The takeaway point from this will trouble anyone selling sound recordings, whether they’re a basement indie or an established label – it’s the fact that a top band with a worldwide fanbase which has been waiting four years for a new release, can only expect a quid from each LP in a voluntary model.

Comscore quotes independent A&R man Mike Laskow of Taxi:

“Radiohead has been bankrolled by their former label for the last 15 years. They’ve built a fanbase in the millions with their label, and now they’re able to cash in on that fan base with none of the income or profit going to the label this time around.”

(That’s not strictly true – Radiohead actually are releasing a physical CD of the album using an old school record company, and the low bitrate MP3 preview is just a marketing gimmick.)

“At some point in the not too distant future, the music industry will run out of artists who have had major label support in helping them build a huge fan base. The question is: how will new artists be able to use this model in the future if they haven’t built a fanbase in the millions in the years leading up to the release of their album under the pay what you’d like model?”

The instant response is that you use the internet to scale up to millions. But like so many utopian answers, the case for that at best is “not proven”.

We’ll know the answer once an artist has been able to build up and sustain a worldwide fanbase in the millions over the course of a few years – without major label support, and purely from sales of digital music. But we might be waiting for that for a very long time.

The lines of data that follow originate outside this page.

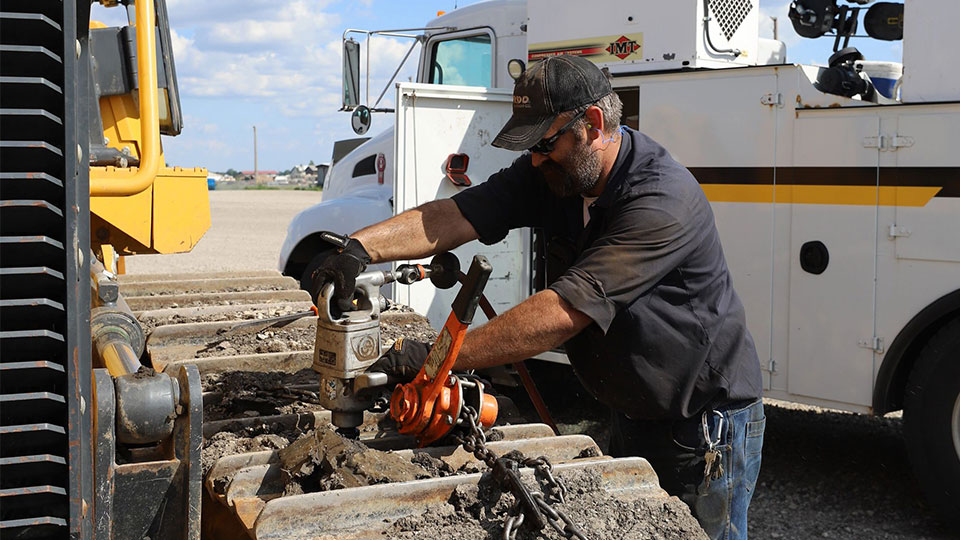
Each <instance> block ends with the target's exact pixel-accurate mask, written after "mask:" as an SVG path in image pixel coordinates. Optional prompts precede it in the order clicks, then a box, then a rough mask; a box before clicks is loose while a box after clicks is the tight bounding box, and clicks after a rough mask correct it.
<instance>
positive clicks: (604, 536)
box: [385, 470, 706, 540]
mask: <svg viewBox="0 0 960 540" xmlns="http://www.w3.org/2000/svg"><path fill="white" fill-rule="evenodd" d="M558 476H559V477H560V478H561V479H562V480H563V481H564V483H565V484H566V485H567V489H568V491H567V497H566V500H565V502H564V503H562V504H560V503H555V504H553V505H552V506H553V507H554V508H555V509H558V510H560V511H562V512H563V513H564V514H566V516H567V517H568V518H570V520H571V521H572V522H573V523H574V524H575V525H576V526H577V527H578V529H579V530H580V531H581V532H582V533H583V534H584V535H585V536H586V537H587V538H591V539H624V540H633V539H636V540H641V539H643V540H647V539H650V538H657V539H664V540H674V539H676V540H681V539H684V540H686V539H698V538H706V534H704V532H703V530H702V529H701V528H700V525H699V524H698V523H697V521H696V520H695V519H694V518H693V516H691V515H690V510H689V508H687V506H686V505H685V504H684V503H683V502H682V501H680V499H677V498H676V497H663V498H659V497H657V498H650V497H642V498H635V499H624V498H622V497H614V496H612V495H610V494H609V493H607V492H606V491H605V490H604V489H603V488H602V486H601V482H600V477H599V474H598V473H596V472H595V471H589V470H580V471H565V472H563V473H560V474H558ZM513 503H514V498H513V495H511V494H510V493H505V492H503V491H501V490H500V488H499V487H498V486H497V485H496V484H495V483H494V482H493V481H492V479H491V477H490V476H489V475H486V476H484V478H483V479H482V480H481V482H480V484H479V485H472V484H471V485H461V486H459V487H457V489H456V491H454V493H453V495H452V496H451V497H450V499H449V500H448V501H447V504H445V505H440V506H437V507H435V508H432V509H431V510H430V511H427V512H424V514H422V515H419V516H409V517H405V518H401V519H398V520H397V521H395V522H394V523H393V524H392V525H391V527H390V529H389V530H388V531H387V533H386V535H385V536H386V537H387V538H396V539H407V538H446V537H455V538H457V539H458V540H487V539H490V540H493V539H499V538H502V535H503V528H504V525H505V523H506V520H507V519H508V518H509V517H510V516H511V515H512V513H513ZM517 538H522V539H534V538H536V539H560V538H564V537H563V536H561V535H560V534H558V533H557V532H556V531H554V530H553V529H552V528H551V527H549V526H547V527H545V528H544V529H543V530H541V531H531V530H527V529H525V528H521V529H520V531H519V533H518V535H517Z"/></svg>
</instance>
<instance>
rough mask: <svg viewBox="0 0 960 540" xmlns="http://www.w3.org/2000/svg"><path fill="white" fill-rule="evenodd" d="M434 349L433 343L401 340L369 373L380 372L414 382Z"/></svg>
mask: <svg viewBox="0 0 960 540" xmlns="http://www.w3.org/2000/svg"><path fill="white" fill-rule="evenodd" d="M432 348H433V343H421V342H419V341H414V340H412V339H404V338H400V339H398V340H397V341H395V342H394V343H393V346H392V347H390V349H389V350H388V351H387V352H385V353H383V355H382V356H381V357H380V359H379V360H377V361H376V362H375V363H374V364H373V365H372V366H370V369H369V371H380V372H383V373H386V374H387V375H389V376H391V377H395V378H397V379H400V380H403V381H405V382H406V381H412V380H413V378H414V377H416V376H417V373H420V368H422V367H423V363H424V362H426V360H427V354H429V353H430V349H432Z"/></svg>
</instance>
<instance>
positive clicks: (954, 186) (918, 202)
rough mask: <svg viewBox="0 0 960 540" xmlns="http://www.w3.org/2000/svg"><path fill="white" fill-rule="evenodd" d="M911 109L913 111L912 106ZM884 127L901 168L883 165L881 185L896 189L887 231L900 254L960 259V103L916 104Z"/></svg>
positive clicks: (928, 258) (936, 259) (943, 261)
mask: <svg viewBox="0 0 960 540" xmlns="http://www.w3.org/2000/svg"><path fill="white" fill-rule="evenodd" d="M908 111H909V112H908ZM896 120H897V124H896V125H893V126H891V129H887V130H884V131H885V133H886V135H887V137H888V143H889V149H890V150H892V151H893V155H894V156H895V158H896V168H895V169H893V168H884V169H882V170H881V181H882V185H891V186H904V188H900V189H898V190H897V195H898V197H897V201H896V202H897V205H896V223H895V226H894V228H893V229H889V227H888V230H887V231H885V232H886V233H887V234H888V236H890V237H891V238H892V239H893V240H894V241H895V244H896V257H897V259H914V260H925V261H943V262H960V237H958V235H957V231H958V227H960V214H958V205H957V197H960V175H958V174H957V167H958V166H960V156H958V155H957V153H956V151H945V150H946V148H949V147H953V148H954V150H955V145H956V143H957V140H958V138H960V131H958V128H957V126H960V105H957V104H951V105H925V106H912V107H910V108H909V109H908V110H907V111H904V112H902V113H901V114H900V115H899V117H898V118H897V119H896Z"/></svg>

Clever bands who want a worldwide audience jump onto a major label. Now you know why. ®

ComScore writes:

“Our study was not based on a poll at all, but rather on the actual observed behavior of our panel of Internet users. In other words, we saw exactly what they paid for the album so there is no potential for survey response bias. Our total worldwide panel has 2 million consumers, and we observed a few hundred transactions at the Radiohead site. Based on the size of the sample, the margin of error would be pretty small.”